Грихальва изящно пожал плечами.

– В таком случае женитесь, ваша светлость. Алехандро поерзал в кресле – его могучее телосложение не располагало к элегантным жестам. Откинул со лба сохнущие пряди.

– Эн верро, я не против брака… Я даже ничего не имею против дочки пракансийского короля, хотя ни разу с ней не встречался… Даже не видел.

– Ваша светлость, они послали портрет. Скоро он прибудет, и, вполне возможно, вы придете к выводу, что беспокоились совершенно напрасно.

– Это почему же? – Алехандро было не до вежливости, он терял терпение. – Даже если она красотка, с какой стати я должен прыгать от радости? Ведь она за меня выйдет не по любви, а только из политических соображений.

– Ваша светлость, я, как художник, имею некоторое представление о том, какие чувства способен вызвать портрет. Красивое личико на полотне избавит вас от многих тревог.

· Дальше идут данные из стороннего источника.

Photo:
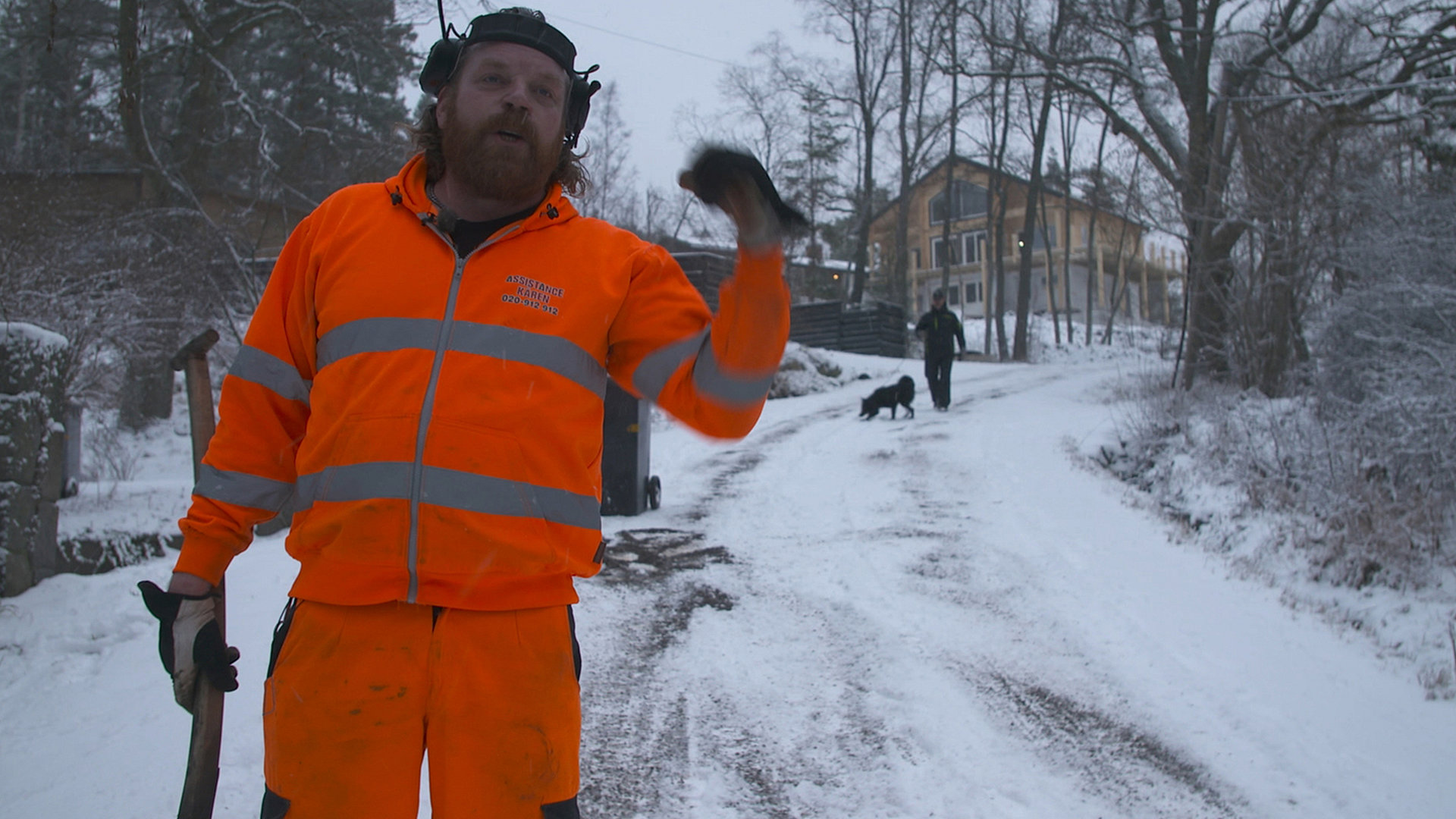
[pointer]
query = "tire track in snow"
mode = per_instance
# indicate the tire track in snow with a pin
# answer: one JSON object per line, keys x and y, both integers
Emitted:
{"x": 680, "y": 742}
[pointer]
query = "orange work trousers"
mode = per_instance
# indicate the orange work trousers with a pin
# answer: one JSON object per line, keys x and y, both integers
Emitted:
{"x": 359, "y": 694}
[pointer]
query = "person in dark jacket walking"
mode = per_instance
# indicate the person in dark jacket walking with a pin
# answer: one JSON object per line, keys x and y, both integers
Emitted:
{"x": 941, "y": 331}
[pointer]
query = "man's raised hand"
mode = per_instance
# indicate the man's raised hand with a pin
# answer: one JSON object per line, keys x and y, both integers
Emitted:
{"x": 739, "y": 186}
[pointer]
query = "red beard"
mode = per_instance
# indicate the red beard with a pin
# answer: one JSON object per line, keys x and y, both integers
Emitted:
{"x": 495, "y": 169}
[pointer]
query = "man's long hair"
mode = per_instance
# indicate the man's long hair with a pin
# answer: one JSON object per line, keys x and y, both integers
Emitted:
{"x": 427, "y": 137}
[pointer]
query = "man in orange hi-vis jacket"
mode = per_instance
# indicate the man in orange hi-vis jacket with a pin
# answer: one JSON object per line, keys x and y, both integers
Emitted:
{"x": 425, "y": 376}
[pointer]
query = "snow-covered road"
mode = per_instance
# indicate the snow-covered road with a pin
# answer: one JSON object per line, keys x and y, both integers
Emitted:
{"x": 937, "y": 617}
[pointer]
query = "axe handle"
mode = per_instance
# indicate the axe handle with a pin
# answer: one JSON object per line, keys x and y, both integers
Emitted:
{"x": 200, "y": 786}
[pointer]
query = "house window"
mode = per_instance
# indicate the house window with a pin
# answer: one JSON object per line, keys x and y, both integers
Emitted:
{"x": 973, "y": 245}
{"x": 968, "y": 200}
{"x": 938, "y": 251}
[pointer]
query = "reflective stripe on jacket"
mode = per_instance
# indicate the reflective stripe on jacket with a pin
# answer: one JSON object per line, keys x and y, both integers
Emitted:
{"x": 438, "y": 420}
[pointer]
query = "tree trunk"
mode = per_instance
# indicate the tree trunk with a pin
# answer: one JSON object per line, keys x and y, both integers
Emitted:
{"x": 1028, "y": 232}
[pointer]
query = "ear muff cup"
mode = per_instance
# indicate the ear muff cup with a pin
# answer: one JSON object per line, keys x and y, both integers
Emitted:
{"x": 579, "y": 107}
{"x": 440, "y": 64}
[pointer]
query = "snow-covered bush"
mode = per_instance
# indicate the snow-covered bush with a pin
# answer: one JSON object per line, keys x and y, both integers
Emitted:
{"x": 1359, "y": 469}
{"x": 804, "y": 371}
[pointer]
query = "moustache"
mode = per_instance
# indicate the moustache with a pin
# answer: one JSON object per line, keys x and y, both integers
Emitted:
{"x": 517, "y": 124}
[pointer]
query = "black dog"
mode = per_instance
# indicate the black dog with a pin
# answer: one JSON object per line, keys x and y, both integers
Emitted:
{"x": 890, "y": 398}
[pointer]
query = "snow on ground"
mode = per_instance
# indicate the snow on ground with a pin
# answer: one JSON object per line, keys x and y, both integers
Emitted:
{"x": 948, "y": 615}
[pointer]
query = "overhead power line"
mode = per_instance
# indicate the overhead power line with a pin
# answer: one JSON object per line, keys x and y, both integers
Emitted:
{"x": 683, "y": 52}
{"x": 1341, "y": 93}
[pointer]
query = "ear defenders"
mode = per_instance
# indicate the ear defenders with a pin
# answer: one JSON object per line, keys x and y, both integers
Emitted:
{"x": 523, "y": 28}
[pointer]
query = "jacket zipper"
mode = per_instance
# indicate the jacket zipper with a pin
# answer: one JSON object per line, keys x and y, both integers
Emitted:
{"x": 417, "y": 475}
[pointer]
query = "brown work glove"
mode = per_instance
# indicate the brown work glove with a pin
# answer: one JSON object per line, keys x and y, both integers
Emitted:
{"x": 739, "y": 186}
{"x": 190, "y": 642}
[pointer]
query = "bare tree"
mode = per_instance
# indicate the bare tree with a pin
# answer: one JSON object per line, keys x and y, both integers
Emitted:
{"x": 867, "y": 28}
{"x": 613, "y": 193}
{"x": 1207, "y": 55}
{"x": 921, "y": 120}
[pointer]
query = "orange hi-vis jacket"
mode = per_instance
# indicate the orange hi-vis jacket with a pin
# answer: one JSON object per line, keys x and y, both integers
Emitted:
{"x": 438, "y": 420}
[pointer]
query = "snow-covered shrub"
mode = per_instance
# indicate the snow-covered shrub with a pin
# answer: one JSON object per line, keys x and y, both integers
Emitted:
{"x": 1386, "y": 387}
{"x": 804, "y": 371}
{"x": 1359, "y": 469}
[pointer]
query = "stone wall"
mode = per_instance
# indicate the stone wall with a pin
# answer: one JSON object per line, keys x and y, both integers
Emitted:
{"x": 33, "y": 452}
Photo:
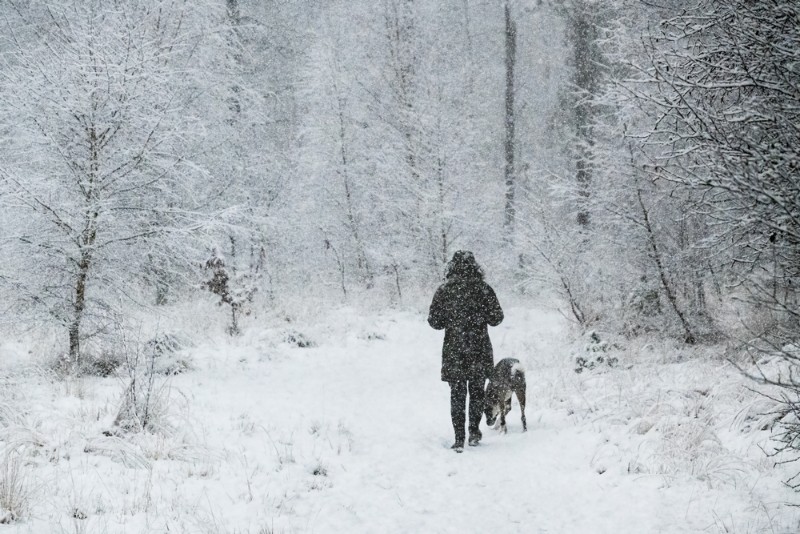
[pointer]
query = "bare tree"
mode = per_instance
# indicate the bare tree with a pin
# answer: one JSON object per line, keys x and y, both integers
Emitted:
{"x": 93, "y": 96}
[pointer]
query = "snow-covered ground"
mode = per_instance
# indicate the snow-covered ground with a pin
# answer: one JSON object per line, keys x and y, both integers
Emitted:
{"x": 352, "y": 434}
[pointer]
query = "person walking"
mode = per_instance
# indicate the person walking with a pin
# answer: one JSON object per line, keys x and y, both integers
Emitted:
{"x": 463, "y": 306}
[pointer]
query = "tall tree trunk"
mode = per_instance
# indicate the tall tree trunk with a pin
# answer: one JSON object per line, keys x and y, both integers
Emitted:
{"x": 510, "y": 120}
{"x": 586, "y": 57}
{"x": 668, "y": 290}
{"x": 361, "y": 257}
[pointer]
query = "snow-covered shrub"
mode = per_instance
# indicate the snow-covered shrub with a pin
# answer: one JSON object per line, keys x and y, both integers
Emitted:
{"x": 596, "y": 352}
{"x": 298, "y": 339}
{"x": 235, "y": 289}
{"x": 167, "y": 350}
{"x": 103, "y": 364}
{"x": 146, "y": 396}
{"x": 15, "y": 488}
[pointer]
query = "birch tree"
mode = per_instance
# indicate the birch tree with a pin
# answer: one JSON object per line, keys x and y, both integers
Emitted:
{"x": 98, "y": 165}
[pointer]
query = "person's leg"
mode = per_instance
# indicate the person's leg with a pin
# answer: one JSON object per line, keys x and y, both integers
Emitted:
{"x": 458, "y": 401}
{"x": 476, "y": 402}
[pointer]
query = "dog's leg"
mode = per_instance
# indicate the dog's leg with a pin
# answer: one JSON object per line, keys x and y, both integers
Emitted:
{"x": 521, "y": 398}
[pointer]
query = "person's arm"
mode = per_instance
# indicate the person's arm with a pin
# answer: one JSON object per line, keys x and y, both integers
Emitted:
{"x": 436, "y": 316}
{"x": 494, "y": 313}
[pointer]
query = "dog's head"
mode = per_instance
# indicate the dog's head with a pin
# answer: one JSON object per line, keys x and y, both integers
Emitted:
{"x": 491, "y": 407}
{"x": 492, "y": 410}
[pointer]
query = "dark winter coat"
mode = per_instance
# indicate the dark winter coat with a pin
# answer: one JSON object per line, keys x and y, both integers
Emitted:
{"x": 463, "y": 307}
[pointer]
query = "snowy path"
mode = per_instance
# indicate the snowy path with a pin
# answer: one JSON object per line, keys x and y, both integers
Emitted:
{"x": 399, "y": 475}
{"x": 353, "y": 436}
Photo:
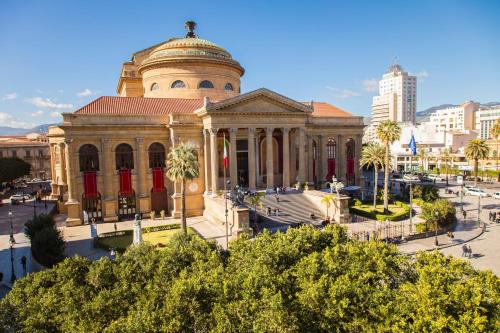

– Грихальва! Номмо Матра, мне предстоит жить с этой женщиной, а не только пялиться на ее портрет!

– Не только? А почему? Алехандро насторожился.

– Что ты имеешь в виду?

– Всего лишь то, что многие мужья навещают жен не слишком часто и только ради продолжения рода.

Алехандро об этом знал. Он хорошо помнил, как мать, готовясь к торжеству наречения его малютки-сестры, с горечью и злостью говорила фрейлинам о Гитанне Серрано.

Воспоминания заставили его поежиться.

– По-твоему, это честно? Этак все мужчины обзаведутся любовницами, а с женами будут только делать детей.

– Нечестно, ваша светлость? – Верховный иллюстратор демонстративно нахмурился. – По отношению к кому?